Revenir dans une ville quinze ans après est parfois riche d’enseignements. J’ai visité Istanbul et je me suis interrogé sur ce qui avait changé depuis ma dernière visite, pas seulement sur cette ville, mais surtout sur le voyage, sur notre façon de voyager et sur moi-même.
Cela vous ai déjà arrivé de revenir dans un lieu que vous avez aimez bien après à un autre moment de votre vie ?
Tout à fait d’accord avec l’invasion touristique à Istanbul,c’est insupportable,je fuis tous les endroits bourrés de groupes et ayant été moi-même guide-accompagnatrice en Turquie ,cet engouement et ces selfies me gonflent .Il faut choisir des quartiers fréquentés par les Turcs ,il y en a !Le + pénible= les arnaques ,payer 2 fois la même note au resto ,ouvrir l’œil …. une manie à Istanbul…
Du coup, plus de l’autre côté du Bosphore?

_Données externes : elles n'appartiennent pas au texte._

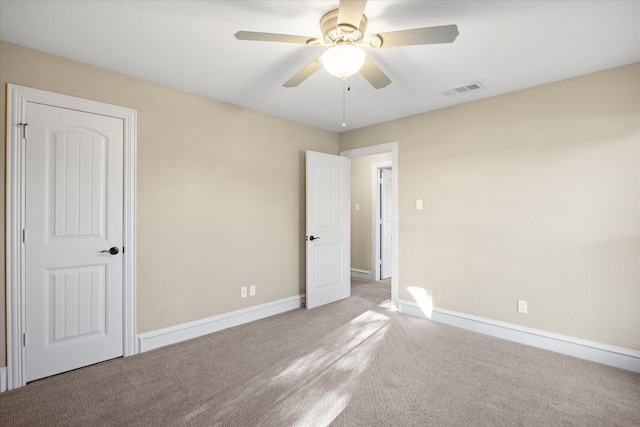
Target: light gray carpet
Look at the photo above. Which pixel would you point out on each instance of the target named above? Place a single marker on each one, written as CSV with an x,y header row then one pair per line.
x,y
350,363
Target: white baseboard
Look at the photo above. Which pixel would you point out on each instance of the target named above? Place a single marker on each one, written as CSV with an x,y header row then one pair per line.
x,y
175,334
589,350
361,274
3,379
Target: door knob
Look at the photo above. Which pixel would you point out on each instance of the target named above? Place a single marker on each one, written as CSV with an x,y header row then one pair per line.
x,y
112,251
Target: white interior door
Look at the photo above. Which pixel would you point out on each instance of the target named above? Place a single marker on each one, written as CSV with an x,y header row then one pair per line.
x,y
328,228
386,211
73,214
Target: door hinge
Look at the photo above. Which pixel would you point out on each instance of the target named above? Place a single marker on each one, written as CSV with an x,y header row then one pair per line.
x,y
24,129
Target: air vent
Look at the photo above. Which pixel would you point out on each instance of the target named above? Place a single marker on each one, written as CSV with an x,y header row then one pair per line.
x,y
464,89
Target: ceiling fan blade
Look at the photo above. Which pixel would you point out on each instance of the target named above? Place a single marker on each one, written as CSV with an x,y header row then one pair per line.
x,y
271,37
351,11
428,35
374,75
303,74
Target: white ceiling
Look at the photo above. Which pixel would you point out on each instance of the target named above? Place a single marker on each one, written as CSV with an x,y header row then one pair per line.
x,y
505,45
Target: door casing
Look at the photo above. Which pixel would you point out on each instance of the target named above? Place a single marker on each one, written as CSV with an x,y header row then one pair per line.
x,y
377,149
17,98
376,232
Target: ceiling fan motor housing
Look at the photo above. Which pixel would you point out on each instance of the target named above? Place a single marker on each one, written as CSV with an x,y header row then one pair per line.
x,y
334,32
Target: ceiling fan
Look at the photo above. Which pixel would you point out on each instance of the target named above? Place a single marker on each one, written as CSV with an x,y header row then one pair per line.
x,y
343,30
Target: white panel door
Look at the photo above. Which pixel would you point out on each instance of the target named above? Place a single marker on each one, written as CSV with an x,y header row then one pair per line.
x,y
386,211
74,215
328,228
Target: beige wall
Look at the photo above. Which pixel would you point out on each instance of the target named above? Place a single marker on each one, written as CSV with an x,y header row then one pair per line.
x,y
532,195
220,191
361,219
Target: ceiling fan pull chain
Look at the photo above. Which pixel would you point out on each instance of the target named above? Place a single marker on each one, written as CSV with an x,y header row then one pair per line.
x,y
344,102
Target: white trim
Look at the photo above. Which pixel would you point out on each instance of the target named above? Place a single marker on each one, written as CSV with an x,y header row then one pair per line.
x,y
186,331
17,98
376,255
361,274
3,379
589,350
384,148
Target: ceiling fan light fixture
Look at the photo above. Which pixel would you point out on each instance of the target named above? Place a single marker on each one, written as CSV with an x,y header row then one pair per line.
x,y
343,60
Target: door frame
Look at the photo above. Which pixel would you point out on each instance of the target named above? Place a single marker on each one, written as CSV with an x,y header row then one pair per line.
x,y
17,98
377,149
376,201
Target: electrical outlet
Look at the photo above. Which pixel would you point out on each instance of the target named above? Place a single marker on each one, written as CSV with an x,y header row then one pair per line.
x,y
522,307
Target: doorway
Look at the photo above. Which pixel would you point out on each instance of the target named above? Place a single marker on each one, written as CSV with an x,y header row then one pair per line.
x,y
68,191
392,149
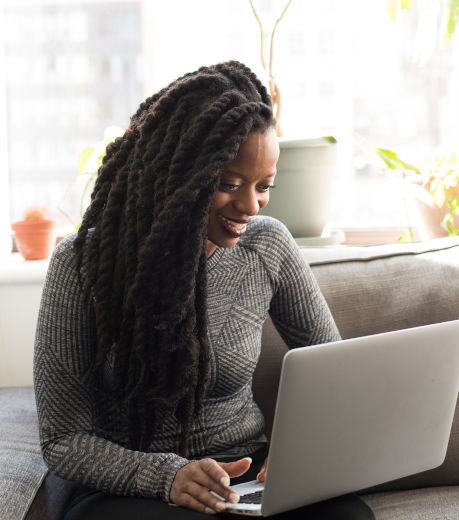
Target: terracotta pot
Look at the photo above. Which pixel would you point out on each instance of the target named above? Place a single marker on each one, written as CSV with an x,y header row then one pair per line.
x,y
428,216
35,239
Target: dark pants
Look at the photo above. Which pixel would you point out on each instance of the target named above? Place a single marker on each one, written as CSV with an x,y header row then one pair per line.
x,y
87,504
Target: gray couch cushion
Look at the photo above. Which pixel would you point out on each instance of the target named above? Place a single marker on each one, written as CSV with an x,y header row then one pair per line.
x,y
376,289
420,504
21,465
395,286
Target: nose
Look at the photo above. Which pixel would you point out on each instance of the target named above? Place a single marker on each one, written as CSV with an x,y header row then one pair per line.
x,y
249,202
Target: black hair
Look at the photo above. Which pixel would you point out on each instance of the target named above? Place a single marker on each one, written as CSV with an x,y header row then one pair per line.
x,y
145,262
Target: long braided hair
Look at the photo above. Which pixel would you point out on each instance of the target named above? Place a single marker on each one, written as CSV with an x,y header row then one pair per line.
x,y
145,263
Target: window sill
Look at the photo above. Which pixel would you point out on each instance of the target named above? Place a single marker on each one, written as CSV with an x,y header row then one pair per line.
x,y
373,236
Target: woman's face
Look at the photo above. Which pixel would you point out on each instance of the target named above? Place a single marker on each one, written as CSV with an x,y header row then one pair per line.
x,y
244,189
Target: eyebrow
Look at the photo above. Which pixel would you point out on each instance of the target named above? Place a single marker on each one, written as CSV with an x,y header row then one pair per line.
x,y
242,176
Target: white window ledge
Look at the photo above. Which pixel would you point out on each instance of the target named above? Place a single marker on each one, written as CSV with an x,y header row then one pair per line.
x,y
15,270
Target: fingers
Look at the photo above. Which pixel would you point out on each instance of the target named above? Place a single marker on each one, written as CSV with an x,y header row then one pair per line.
x,y
194,481
238,467
261,477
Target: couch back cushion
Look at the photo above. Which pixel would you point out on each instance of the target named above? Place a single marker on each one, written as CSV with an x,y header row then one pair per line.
x,y
376,289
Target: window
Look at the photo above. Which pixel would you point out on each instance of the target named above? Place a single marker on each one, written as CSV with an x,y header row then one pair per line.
x,y
72,69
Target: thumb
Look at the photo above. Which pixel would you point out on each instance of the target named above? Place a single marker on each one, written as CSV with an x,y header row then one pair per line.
x,y
236,468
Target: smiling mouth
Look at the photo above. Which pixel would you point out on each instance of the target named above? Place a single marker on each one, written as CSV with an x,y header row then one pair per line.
x,y
234,228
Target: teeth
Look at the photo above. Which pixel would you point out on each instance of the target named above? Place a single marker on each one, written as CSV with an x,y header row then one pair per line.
x,y
235,225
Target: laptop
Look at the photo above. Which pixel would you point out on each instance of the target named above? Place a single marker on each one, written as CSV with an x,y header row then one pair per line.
x,y
358,412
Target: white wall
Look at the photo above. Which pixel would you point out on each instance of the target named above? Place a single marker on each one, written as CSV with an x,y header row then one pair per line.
x,y
21,284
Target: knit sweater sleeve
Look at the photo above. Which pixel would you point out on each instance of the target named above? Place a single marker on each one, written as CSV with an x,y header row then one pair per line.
x,y
71,447
298,309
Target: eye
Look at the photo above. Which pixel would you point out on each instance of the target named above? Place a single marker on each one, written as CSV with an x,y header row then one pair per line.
x,y
266,187
228,186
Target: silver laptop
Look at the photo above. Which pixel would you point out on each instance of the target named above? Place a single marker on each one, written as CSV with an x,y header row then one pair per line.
x,y
359,412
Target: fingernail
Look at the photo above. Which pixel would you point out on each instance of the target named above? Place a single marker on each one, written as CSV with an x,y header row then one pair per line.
x,y
220,506
234,498
225,481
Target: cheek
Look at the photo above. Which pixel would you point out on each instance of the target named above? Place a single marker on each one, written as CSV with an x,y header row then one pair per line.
x,y
219,200
263,200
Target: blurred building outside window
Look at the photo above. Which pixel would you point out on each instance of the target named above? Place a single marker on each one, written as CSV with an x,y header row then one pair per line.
x,y
71,69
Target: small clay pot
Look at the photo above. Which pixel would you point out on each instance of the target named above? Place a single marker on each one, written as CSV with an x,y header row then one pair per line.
x,y
35,239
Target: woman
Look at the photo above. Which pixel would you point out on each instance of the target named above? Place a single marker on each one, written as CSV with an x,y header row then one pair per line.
x,y
150,323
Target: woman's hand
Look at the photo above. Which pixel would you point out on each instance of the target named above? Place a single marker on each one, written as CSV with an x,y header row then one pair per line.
x,y
262,473
194,481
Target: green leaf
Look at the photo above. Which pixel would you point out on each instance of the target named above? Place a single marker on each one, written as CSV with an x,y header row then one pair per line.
x,y
453,17
391,7
84,156
393,161
448,224
406,5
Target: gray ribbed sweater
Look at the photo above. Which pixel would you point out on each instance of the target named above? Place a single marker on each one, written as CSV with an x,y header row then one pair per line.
x,y
79,435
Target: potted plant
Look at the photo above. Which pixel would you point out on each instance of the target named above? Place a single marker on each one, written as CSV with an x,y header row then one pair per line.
x,y
433,187
302,198
35,235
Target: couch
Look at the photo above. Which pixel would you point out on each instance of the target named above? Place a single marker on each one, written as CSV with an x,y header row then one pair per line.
x,y
369,290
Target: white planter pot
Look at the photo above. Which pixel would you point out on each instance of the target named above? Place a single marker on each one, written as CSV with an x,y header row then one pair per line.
x,y
302,197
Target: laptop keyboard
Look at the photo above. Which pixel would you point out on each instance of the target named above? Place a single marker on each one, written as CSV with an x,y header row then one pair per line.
x,y
252,498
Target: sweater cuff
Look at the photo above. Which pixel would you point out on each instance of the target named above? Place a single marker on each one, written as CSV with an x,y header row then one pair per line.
x,y
157,473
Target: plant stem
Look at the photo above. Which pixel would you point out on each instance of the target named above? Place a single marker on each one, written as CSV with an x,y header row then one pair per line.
x,y
262,54
272,38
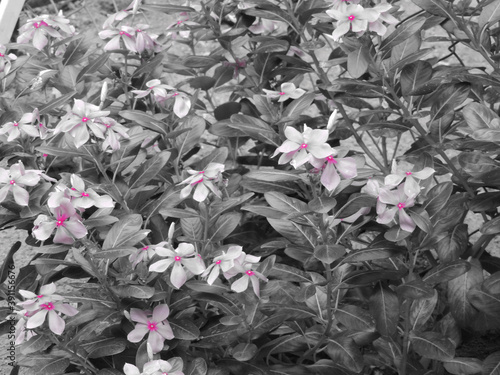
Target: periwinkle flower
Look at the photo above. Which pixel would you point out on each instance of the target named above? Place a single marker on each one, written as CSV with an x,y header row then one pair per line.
x,y
183,258
67,223
351,17
299,147
399,202
287,91
15,179
155,324
202,182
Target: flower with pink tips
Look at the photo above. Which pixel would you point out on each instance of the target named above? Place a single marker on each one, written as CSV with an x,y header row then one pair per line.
x,y
184,258
287,91
125,34
334,166
222,263
14,180
155,325
299,147
67,223
399,202
77,122
24,126
351,17
404,171
46,304
202,182
156,367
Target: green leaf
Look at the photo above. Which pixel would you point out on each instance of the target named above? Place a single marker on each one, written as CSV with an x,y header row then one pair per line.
x,y
432,345
244,351
329,253
322,205
463,366
446,272
344,351
421,310
491,365
184,329
384,305
53,366
460,306
484,301
143,119
489,15
194,126
415,289
355,318
450,98
149,170
106,347
224,226
116,252
414,75
35,344
402,33
8,263
358,61
136,291
122,231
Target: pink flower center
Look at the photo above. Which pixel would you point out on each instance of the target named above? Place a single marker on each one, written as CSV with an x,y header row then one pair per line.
x,y
330,159
47,306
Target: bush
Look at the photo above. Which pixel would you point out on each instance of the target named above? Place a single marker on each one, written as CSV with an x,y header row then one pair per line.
x,y
266,187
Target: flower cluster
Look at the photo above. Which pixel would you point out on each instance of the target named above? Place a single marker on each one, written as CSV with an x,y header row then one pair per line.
x,y
39,30
233,263
311,146
154,324
38,307
354,17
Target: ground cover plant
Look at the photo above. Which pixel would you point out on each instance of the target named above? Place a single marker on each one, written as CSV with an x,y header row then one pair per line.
x,y
264,187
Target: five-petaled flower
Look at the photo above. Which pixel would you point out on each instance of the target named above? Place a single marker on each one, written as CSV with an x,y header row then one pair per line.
x,y
156,367
351,17
14,180
46,304
330,178
77,122
182,258
222,263
299,147
399,202
287,91
404,171
155,324
67,223
202,182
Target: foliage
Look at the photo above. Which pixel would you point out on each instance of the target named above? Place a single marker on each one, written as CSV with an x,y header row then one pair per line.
x,y
145,169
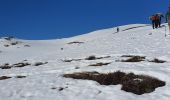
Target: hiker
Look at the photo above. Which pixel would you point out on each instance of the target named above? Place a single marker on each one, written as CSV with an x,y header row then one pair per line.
x,y
157,20
168,16
153,19
159,16
117,29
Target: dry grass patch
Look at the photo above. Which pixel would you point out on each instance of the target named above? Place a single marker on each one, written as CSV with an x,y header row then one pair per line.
x,y
99,64
95,58
4,77
137,84
20,76
75,42
157,61
134,58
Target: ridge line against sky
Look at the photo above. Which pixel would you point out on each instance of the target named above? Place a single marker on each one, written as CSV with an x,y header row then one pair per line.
x,y
49,19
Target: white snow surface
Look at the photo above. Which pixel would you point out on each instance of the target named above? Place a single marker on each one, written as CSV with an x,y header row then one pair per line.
x,y
40,80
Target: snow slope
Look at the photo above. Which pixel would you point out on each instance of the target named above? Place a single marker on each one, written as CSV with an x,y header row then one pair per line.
x,y
45,82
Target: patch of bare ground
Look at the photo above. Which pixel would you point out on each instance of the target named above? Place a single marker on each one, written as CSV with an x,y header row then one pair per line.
x,y
20,76
87,58
133,58
75,42
4,77
157,61
20,64
100,64
137,84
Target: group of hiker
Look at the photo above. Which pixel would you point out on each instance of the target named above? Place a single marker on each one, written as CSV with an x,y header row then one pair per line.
x,y
157,18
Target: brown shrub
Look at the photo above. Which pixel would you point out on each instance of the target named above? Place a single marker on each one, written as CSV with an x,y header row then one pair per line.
x,y
21,64
5,66
137,84
4,77
135,59
75,42
99,64
20,76
157,61
91,58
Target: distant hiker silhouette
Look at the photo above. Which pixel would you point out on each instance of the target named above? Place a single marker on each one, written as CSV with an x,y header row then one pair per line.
x,y
117,29
156,20
159,16
153,19
168,17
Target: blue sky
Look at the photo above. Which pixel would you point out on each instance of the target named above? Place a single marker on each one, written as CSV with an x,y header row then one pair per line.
x,y
50,19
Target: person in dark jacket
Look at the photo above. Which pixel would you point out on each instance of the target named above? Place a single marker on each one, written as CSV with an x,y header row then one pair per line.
x,y
153,19
159,16
168,16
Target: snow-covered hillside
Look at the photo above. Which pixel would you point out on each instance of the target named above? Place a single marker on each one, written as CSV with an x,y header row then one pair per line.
x,y
45,81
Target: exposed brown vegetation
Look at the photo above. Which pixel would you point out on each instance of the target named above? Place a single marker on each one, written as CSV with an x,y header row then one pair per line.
x,y
40,63
5,66
134,59
4,77
94,57
21,64
99,64
157,61
20,76
75,42
137,84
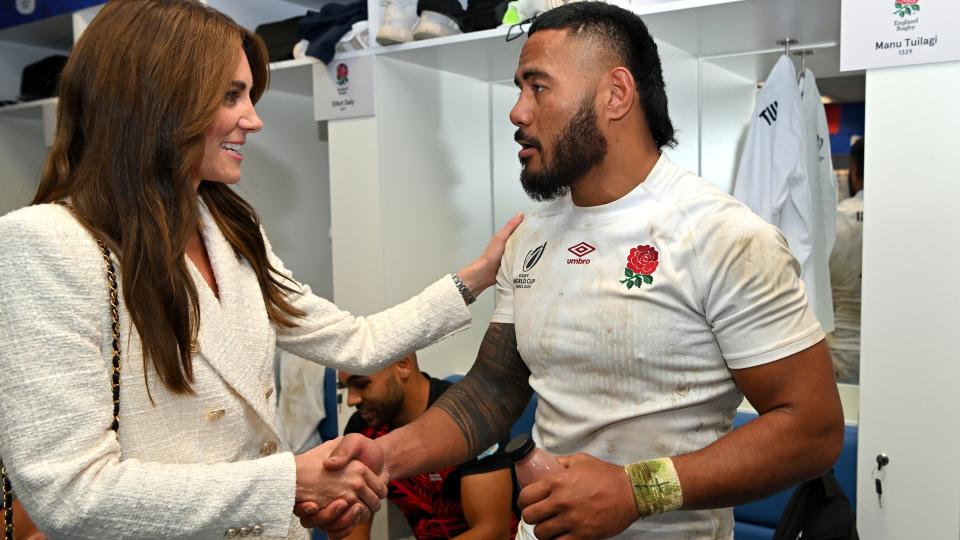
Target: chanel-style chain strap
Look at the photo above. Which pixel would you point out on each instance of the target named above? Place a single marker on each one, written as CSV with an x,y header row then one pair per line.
x,y
114,377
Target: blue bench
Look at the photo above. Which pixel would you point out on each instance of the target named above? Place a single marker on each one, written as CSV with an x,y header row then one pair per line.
x,y
758,520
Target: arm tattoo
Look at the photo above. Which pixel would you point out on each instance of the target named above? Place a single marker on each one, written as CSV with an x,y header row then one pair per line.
x,y
494,392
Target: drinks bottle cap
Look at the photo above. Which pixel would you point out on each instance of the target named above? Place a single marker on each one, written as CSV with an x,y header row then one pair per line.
x,y
520,446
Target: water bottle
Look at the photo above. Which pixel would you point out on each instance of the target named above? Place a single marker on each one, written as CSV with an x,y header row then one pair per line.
x,y
531,464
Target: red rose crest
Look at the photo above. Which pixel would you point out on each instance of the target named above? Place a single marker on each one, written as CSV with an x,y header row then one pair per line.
x,y
642,262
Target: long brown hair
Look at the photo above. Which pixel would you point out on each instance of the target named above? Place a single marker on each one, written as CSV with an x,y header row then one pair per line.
x,y
142,85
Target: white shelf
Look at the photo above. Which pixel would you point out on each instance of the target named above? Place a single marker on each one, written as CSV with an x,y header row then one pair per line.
x,y
293,76
32,110
484,55
703,28
53,33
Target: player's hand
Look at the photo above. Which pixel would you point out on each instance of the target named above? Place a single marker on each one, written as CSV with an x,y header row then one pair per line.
x,y
590,498
338,520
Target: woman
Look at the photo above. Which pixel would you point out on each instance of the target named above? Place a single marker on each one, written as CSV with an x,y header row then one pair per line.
x,y
155,105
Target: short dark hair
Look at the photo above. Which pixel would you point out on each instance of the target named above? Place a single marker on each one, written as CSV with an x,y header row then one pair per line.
x,y
624,34
856,155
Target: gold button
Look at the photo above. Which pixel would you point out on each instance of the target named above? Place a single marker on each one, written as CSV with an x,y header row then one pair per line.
x,y
268,448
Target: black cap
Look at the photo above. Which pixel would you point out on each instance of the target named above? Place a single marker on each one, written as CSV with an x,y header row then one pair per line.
x,y
520,446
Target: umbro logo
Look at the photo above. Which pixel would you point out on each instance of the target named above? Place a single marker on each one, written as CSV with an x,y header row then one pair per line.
x,y
581,250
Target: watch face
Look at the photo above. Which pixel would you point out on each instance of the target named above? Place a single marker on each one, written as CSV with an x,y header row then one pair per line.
x,y
26,7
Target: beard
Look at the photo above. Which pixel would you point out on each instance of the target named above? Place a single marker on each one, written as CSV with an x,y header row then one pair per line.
x,y
384,410
579,147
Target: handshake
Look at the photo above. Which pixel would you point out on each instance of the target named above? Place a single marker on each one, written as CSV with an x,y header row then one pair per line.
x,y
339,483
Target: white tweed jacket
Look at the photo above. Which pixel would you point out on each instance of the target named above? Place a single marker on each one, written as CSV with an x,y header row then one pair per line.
x,y
186,466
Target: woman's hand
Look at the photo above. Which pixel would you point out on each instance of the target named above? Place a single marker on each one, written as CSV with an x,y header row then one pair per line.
x,y
355,483
482,273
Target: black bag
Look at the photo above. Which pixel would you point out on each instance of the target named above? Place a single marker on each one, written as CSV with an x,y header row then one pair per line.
x,y
280,38
818,510
40,79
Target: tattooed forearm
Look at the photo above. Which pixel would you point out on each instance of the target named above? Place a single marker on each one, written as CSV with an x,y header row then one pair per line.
x,y
493,394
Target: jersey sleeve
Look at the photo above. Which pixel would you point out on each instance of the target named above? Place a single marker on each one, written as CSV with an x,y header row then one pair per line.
x,y
491,459
503,310
754,300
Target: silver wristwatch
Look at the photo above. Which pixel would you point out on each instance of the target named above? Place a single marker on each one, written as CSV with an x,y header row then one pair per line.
x,y
468,297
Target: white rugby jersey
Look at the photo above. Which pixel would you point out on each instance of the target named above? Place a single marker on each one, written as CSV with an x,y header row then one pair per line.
x,y
773,179
823,198
631,314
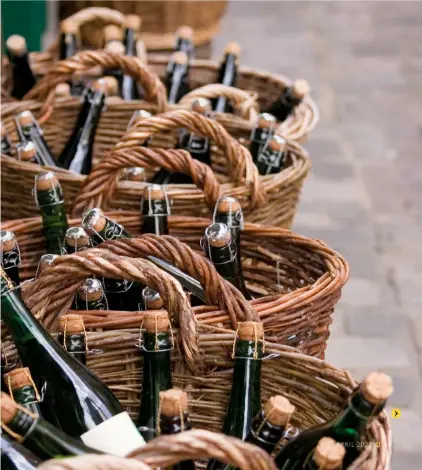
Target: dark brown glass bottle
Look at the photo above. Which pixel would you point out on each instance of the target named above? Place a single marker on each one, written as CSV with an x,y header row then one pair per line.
x,y
227,75
290,98
174,418
23,78
220,249
10,255
272,157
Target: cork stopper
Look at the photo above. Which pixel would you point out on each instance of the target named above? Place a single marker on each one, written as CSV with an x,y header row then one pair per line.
x,y
218,235
28,152
185,32
46,180
94,221
152,299
277,143
278,410
8,408
19,377
25,118
116,47
112,32
329,454
156,321
16,44
91,290
266,121
300,89
228,204
233,48
201,105
179,57
173,402
77,237
377,388
7,241
250,331
133,22
71,324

Finalement cet article traite surtout de l’impact du tourisme en 15 ans dans le monde et dans le comportement des voyageurs plus que du tourisme à Istanbul même. Le côté authentique d’Istanbul et de la vie turque se trouve depuis quelques années de l’autre côté du Bosphore, notamment dans les quartiers de Moda et Kadıköy, alors qu’İstiklal Caddesi se vide peu à peu.